In [None]:
import numpy as np

with open("1-1.txt") as f:
    puzzle_input = f.readlines()

In [None]:
import heapq

heap_A, heap_B = [], []
for line in puzzle_input:
    A, B = line.split("   ")
    heapq.heappush(heap_A, int(A))
    heapq.heappush(heap_B, int(B))

In [None]:
from collections import Counter

count_A = Counter(heap_A)
count_B = Counter(heap_B)

In [None]:
total_sim = 0
while heap_A:
    A = heapq.heappop(heap_A)
    total_sim += A * count_B[A]
while heap_B:
    B = heapq.heappop(heap_B)
    total_sim += B * count_A[B]

In [None]:
print(total_sim//2)

I honestly don't think heaps are useful here at all? Feels like the information is already contained in the Counters.

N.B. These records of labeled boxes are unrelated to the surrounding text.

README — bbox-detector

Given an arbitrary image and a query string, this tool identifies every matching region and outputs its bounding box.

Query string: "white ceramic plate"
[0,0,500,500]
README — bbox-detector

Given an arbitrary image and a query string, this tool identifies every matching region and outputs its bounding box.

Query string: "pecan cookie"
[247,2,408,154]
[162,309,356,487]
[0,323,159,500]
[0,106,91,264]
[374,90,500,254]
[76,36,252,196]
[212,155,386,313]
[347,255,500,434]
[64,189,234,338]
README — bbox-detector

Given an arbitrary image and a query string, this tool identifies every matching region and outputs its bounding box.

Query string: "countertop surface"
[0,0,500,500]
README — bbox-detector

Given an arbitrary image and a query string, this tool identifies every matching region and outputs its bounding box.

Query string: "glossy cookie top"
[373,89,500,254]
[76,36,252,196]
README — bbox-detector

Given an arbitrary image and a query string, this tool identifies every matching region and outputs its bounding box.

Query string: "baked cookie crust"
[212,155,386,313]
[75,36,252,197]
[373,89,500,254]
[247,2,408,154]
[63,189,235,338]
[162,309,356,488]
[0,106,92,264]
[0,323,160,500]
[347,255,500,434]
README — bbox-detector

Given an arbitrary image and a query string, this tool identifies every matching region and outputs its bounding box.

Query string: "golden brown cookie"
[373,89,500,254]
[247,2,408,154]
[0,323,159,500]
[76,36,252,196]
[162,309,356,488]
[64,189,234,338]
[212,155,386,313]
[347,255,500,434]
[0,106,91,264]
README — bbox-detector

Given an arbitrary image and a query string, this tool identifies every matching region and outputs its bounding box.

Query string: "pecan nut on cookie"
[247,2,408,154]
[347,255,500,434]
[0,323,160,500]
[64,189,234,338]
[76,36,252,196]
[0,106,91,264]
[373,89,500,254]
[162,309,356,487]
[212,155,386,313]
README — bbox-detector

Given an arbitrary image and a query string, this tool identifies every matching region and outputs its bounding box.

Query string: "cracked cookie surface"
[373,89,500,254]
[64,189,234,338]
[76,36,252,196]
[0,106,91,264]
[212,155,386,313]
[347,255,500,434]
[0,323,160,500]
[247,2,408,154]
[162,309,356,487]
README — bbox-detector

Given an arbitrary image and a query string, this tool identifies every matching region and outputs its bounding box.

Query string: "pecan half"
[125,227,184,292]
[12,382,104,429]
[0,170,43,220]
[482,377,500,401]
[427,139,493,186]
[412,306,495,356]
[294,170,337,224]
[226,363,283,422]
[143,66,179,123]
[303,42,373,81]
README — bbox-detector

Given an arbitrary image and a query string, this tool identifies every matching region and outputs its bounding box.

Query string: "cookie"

Let's try and just use those.

In [None]:
uniq_vals = set(count_A.keys()) & set(count_B.keys())


In [None]:
total_sim = 0
for val in uniq_vals:
    total_sim += val * count_A[val] * count_B[val]

In [None]:
print(total_sim)

In theory this should be faster. We build our frequency table once (O(log n)) and do Counter lookups for each element (O(1) each, O(n) total). The heaps approach is heavier for building and maintaining (O(n log n)), and the same for lookups (O(1)).


In practice, this is the timeit result of the earlier heaps approach:

    31.2 ns ± 5.19 ns per loop (mean ± std. dev. of 7 runs, 10,000,000 loops each)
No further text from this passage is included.